This month, the office debuted two new pages on its website, one highlighting the work of the Crime Strategies Unit, the other focusing on the office’s Community Advisory Board. These elements are intended to work in tandem. Prosecutors have found that community input can inform the type of analysis that can be useful to building stronger community/prosecutor communications.
During the pandemic, when area courts operated at a reduced rate, the CSU undertook a deep examination of our office’s drug prosecution efforts in Kansas City. The CSU uncovered that one-third of police-referred cases involved non-violent drug offenses. The majority of these offenses were low-level possession of user amounts of methamphetamine, crack-cocaine, and heroin. We also found alarming racial disparities in drug referrals and prosecution. Black people in Kansas City (Jackson County) make up 39% of the population, but they were 85% of referred drug sale defendants. Most of those drug sales were for user-level amounts of marijuana. Firearms were recovered in less than 5% of referred drug cases.
It was clear our drug enforcement efforts did not connect to violence and had highly problematic racial disparities. The office re-evaluated our charging guidelines on non-violent drug cases. We now file drug-related cases only with a documented community concern or a demonstrable connection to violence. This policy was Kansas City only, as Eastern Jackson County police agencies referred few drug sale cases. See last year’s annual report for more details about this analysis.
Crime analysts in the CSU also are enlisted for evidence presentation and trial preparation of significant cases. A crime analyst was deeply involved in presenting videos of the fatal shooting of Cameron Lamb and the shootings by a Kansas City police officer in the Midtown area of Kansas City.
The CSU also focused at this point on making its prosecution of cases more transparent to the public. The main dashboard, which organizes and displays data in a variety of ways not available to the public earlier, focuses on every criminal case presented or referred to our office. The dashboard is readily available via our website.

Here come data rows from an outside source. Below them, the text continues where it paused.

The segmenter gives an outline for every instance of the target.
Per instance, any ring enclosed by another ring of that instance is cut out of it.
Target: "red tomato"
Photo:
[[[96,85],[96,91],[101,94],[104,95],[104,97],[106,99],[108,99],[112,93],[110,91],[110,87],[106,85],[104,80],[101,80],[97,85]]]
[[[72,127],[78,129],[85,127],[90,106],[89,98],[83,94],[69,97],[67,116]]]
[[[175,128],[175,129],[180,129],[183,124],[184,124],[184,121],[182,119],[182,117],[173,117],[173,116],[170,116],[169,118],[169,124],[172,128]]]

The CSU, especially in 2022, has also been heavily involved in the creation of a new social services referral program for the Partners For Peace program. This program is the outgrowth of the Kansas City No Violence Alliance, a collaboration that resulted in reduced violence levels in 2014, using a common law enforcement strategy known as “focused deterrence.” Essentially, law enforcement pools information to identify individuals or groups active in gun violence. Then law enforcement and community supporters attempt to talk to these individuals to move them away from a violent outcome. The approach includes services and other incentives to stay clear of any violence and enforcement on those individuals who continue to be involved in gun violence.

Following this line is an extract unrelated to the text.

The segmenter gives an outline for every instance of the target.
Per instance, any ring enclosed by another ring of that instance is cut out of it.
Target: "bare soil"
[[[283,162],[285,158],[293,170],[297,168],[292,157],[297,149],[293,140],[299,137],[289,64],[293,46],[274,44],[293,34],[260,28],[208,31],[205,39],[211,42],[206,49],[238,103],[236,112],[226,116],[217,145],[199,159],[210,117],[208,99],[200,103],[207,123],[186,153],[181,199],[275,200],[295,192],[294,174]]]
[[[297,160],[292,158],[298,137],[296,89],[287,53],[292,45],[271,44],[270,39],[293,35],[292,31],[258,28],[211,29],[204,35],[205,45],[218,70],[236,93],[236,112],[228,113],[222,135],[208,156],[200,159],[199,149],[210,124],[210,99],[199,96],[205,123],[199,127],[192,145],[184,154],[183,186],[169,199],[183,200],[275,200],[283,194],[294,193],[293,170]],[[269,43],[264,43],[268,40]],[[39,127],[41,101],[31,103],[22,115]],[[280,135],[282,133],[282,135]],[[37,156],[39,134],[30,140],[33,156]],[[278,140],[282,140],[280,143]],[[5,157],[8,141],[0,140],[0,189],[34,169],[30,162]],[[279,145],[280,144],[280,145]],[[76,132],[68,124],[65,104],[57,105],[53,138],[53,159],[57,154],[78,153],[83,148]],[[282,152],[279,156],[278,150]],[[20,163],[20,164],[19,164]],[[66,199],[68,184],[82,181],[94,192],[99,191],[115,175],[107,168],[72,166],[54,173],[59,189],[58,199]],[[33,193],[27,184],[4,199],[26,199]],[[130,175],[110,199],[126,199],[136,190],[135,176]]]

After the violence-reduction effort stalled in 2018, the Justice Department initiated talks with law enforcement leaders on the other types of strategies that might be started in Kansas City to reduce violence. In 2020, the Department of Justice’s Public Safety Partnership helped develop a new strategic plan to reduce violence. Central to the plan, the group agreed, would be to reach out to individuals who were victims of gun violence or their families. Nationally, many cities are attempting to reach these victims, hoping intervention with social services or other help can keep them away from a future connected to violence.

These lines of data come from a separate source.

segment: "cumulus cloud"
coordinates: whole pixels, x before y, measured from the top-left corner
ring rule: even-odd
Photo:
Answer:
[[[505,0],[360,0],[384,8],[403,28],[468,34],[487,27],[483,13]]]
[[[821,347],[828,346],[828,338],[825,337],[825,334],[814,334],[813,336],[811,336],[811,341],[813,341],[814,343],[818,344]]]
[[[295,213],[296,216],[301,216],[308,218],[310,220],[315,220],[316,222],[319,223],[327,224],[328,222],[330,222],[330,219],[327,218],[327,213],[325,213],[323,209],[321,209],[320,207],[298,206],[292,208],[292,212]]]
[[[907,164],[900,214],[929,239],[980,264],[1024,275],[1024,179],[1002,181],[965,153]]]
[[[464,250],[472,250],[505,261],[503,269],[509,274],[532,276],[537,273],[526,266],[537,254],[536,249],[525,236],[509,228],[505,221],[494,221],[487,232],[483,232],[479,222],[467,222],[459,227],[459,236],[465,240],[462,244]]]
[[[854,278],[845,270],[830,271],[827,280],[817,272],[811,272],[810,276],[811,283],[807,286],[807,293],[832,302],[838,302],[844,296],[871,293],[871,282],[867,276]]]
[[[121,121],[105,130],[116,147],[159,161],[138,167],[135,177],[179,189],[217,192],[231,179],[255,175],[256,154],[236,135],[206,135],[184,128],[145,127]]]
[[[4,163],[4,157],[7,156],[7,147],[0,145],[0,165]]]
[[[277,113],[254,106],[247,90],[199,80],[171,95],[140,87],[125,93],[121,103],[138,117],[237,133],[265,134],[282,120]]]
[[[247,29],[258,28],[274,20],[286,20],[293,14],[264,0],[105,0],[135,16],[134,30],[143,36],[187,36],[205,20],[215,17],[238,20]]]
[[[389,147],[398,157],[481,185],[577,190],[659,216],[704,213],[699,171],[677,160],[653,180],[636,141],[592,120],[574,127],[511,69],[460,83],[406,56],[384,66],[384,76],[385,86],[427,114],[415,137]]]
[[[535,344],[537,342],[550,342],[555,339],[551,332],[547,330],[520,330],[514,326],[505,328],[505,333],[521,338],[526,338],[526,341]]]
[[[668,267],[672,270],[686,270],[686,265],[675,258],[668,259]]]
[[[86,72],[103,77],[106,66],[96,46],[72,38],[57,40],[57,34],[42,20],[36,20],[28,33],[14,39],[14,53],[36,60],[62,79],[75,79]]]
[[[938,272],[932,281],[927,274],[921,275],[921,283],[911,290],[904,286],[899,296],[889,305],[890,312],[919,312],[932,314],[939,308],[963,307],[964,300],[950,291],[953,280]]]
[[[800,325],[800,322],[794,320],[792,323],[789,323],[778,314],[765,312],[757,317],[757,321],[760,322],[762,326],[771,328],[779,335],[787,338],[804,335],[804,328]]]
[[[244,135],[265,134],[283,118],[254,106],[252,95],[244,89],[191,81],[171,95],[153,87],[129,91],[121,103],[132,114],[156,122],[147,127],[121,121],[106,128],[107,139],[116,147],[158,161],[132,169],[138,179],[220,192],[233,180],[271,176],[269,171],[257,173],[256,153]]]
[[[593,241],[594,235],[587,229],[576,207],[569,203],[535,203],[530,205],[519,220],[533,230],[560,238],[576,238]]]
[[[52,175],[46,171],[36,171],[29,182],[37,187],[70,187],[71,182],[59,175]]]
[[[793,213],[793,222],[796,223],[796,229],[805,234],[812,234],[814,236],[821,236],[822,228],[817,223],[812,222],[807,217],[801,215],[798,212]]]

In 2022, Kansas City police showed willingness to make more information from each week’s shootings available to the CSU. Each week, a list of every shooting victim is shared with CSU, which then refers victims to social workers in the COMBAT Midtown Strivin’ Hub. Phones are manned by social workers who reach out to these victims and offer help. In 2022, Partners for Peace referred nearly every shooting victims for services. In 2023, the program expects to increase that number to 500.
To rebuild a healthy community, we must reach out, console and help each individual harmed by violence. It’s just what a healthy community does.